IN THE KNOW/3 key points

1. Police originally charged Turner with murder

Dallas police responded to the 6300 block of Cinnamon Oaks Drive on March 23, 2014, and took 18-year-old Causey to the hospital, where he was later pronounced dead.

Witnesses gave varying accounts of what happened, but police eventually arrested Turner — who initially said he only punched Causey in fight over a video game — on a murder charge. Dallas County District Attorney Susan Hawk’s predecessor took the case to a grand jury, where the charge was reduced to manslaughter.

2. Turner and Causey were coveted players on their high school basketball teams.

Causey was a 6-6 forward at Wilmer-Hutchins, where his mother said he was recruited to help the school win state. Months away from graduation, Causey was set to sign with Seminole State College in Oklahoma on a basketball scholarship when he was killed.
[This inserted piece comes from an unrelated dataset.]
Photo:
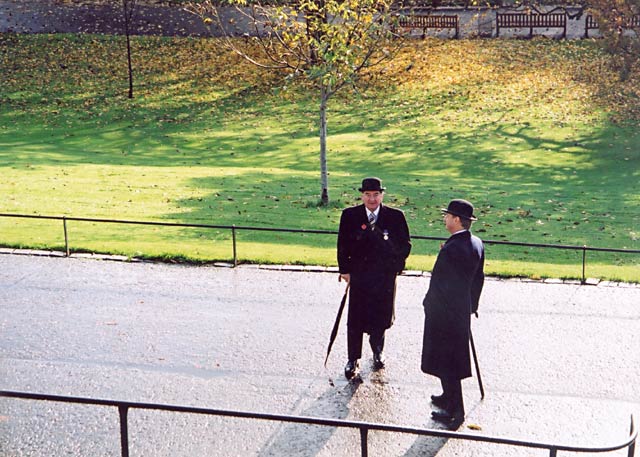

Turner, a 6-7 power forward, helped Madison High School win the Class 3A state championship two weeks before the slaying in 2014. He was the team’s leading rebounder and second-leading scorer for the team, averaging a double-double with 17.1 points and 10.7 rebounds per game.

3. Causey’s death prompted an investigation that uncovered a Dallas ISD athletics recruiting scandal.

After Causey’s death, his mother told authorities that her son had been recruited to play basketball at Wilmer-Hutchins High School even though he lived in Richardson ISD at the time. That violated the rules. Meanwhile, Turner was living with Causey in southeast Oak Cliff, 9 miles from Madison.

A months-long Dallas ISD investigation found that coaches fabricated student residency documents to get star athletes from other parts of town to play at DISD high schools. The investigation also found that Causey and Turner should not have been eligible to play for those teams. Madison later had to forfeit its state championship titles from 2013 and 2014.

Fifteen DISD athletics employees resigned or were fired, including the director and the coaches of both Madison and Wilmer-Hutchins high schools.